Un concert d’ABBA. Les tubes du groupe suédois ont rythmé mon enfance. Je n’avais pas l’âge d’aller au concert lorsqu’ABBA était au zénith. Je me contentais d’écouter leurs tubes à la radio ou grâce aux haut-parleurs de la St-Michel au Bourg assez puissants pour qu’on les entende dans les vignes de Plan-Cerisier. 

La chanson ou le morceau qui vous met en transe?
Les lacs du Connemara de Michel Sardou. Je ne danse pas souvent, mais sur cette chanson-là, j’ai une chorégraphie très particulière avec des sauts et des mouvements de bras de grande envergure! J’ai visité le Connemara il y a quelques années. J’ai adoré la rudesse du Pays, les gens, la nature, les hauts-marais. Je trouve que Sardou l’a bien rendu dans son texte. 

Celle de votre enfance?
Henri Dès fait partie du paysage francophone. J’ai toujours aimé son «gentil facteur» sur son vélomoteur qui porte le courrier aux gens du quartier... Cela n’a évidemment rien à voir avec les récentes négociations avec le géant jaune. 

L’artiste ultime?
Jacques Brel et Linda Lemay. Chacun dans son style et dans son époque, ils sont au-dessus de la mêlée avec leurs textes. J’aime Brel pour sa poésie et Linda Lemay pour ses tranches de vie, ses paroles caustiques et puis les expressions québécoises. Truculent!

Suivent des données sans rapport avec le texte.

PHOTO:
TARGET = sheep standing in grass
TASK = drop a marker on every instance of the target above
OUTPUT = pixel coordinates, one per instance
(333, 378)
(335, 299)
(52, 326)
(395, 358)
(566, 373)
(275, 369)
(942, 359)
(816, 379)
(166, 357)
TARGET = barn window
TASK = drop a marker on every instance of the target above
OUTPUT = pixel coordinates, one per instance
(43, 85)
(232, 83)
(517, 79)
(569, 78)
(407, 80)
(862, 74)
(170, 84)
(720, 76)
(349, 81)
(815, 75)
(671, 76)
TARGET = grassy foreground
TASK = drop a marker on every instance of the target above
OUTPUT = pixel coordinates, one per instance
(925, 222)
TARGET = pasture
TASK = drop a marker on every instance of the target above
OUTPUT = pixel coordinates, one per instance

Un groupe ou chanteur valaisan?
Marc Aymon et Laurence Revey. Avec une préférence pour Marc Aymon: de belles mélodies, de beaux textes. J’aime bien le personnage, ancré, sympa. Laurence est une artiste de talent, perfectionniste. Au niveau des sons, il y a une grande recherche, une modernité tout en puisant profondément dans les racines du Valais, le patois, le Val d’Anniviers. 

Si vous étiez un artiste, vous seriez qui?
Aucune idée, joker! Je ne me vois pas très bien dans ce rôle. Enfant j’aimais réciter des poésies et les mimer mais je n’en écris pas.

Si vous étiez un instrument?
Un cornet dans une fanfare valaisanne, mais je ne vous dirai pas laquelle… J’en ai joué il y a longtemps à la Persévérante de Plan-Conthey. J’y prenais du plaisir, mais je n’avais pas le talent de devenir un grand musicien. J’étais encore un peu jeune et mes prédispositions auraient été plutôt conviviales que musicales. 

Votre dernier slow?
Avec ma fille, le soir de ma réception à la commune de Martigny-Combe. Je l’ai portée, elle ne touchait de loin pas les pieds par terre, mais elle était heureuse. Moi aussi!